Leaving Southampton
Edited version of
the rest of 'Tidying Up'
I graduated in July
2008 with a 2:1. I registered with the General Social Care Council and I got
myself a job. I was a real, proper social worker and for the first 6 months I
walked around at work thinking this over and over, because I couldn't quite believe
it.
I left Southampton
when I finished university. I didn't really want to, but I did it to preserve
my relationship with my then-boyfriend (which had been long-distance). It
certainly paid off because I'm now married to him!
It was really hard
to leave for several reasons. Firstly, because nearly all my
friends stayed behind. The one person who moved away moved back again about 2
years later, so for a little while everyone was in Southampton again except me,
until some more people moved away.
Secondly, I loved
Southampton. It was a nice place to live and it has nice places nearby (like
the New Forest). It also felt like it was my place, the place I chose to be. I
grew up in High Wycombe, but that was my parents' choice. Southampton was just
far away enough to be somewhere completely different, and it really became home
to me.
Finally, I'd lost my Mum
about 6 months before, and the stability that my friends provided really helped
me. But then I had to leave it, and that brought feelings of loss back again.
The week I left was
both manic and emotional.

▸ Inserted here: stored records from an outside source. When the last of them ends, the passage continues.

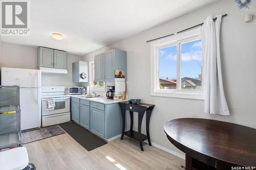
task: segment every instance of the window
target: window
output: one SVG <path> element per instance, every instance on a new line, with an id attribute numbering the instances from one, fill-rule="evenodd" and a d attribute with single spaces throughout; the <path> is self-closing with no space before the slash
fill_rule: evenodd
<path id="1" fill-rule="evenodd" d="M 89 62 L 89 74 L 90 90 L 105 91 L 105 82 L 96 82 L 94 81 L 94 61 Z"/>
<path id="2" fill-rule="evenodd" d="M 204 58 L 199 29 L 151 43 L 151 95 L 204 99 Z"/>

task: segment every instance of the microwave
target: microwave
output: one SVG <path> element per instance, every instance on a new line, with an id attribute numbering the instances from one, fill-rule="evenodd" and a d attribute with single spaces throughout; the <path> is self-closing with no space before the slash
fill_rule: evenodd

I had the most awful cold and no time to rest because
I wanted to see people before I left, learn to knit so I could make a square
for the Chaplaincy blanket and I had to pack 3 years of crap into not enough boxes.
To make life harder for myself, I had personalised my room quite a lot, so I
had to undo all that before I could leave.
I cried for pretty
much the whole week, and almost all the way to my Dad's where I stayed for 2
weeks before moving in with my boyfriend.
My friends left
behind carried on living together in a kind of grown-up-but-still-studenty way.
I joined in when I could escape from the scary responsibilities of my new job
and my life that had started to feel terribly grown-up.
There has been a
gradual letting-go of university life, as well as a time when we have all grown
and changed again. We are all different now from how we were at university, yet
still the same. My teachers in 6th Form said that we'd make friends for life at
university, and they were right.
Most people have
moved away from Southampton, and a fair few of us are married or nearly
married. Life goes on, and although at the time it was very hard to leave Southampton and all my
friends, it was the right choice and everything has worked out well in the end.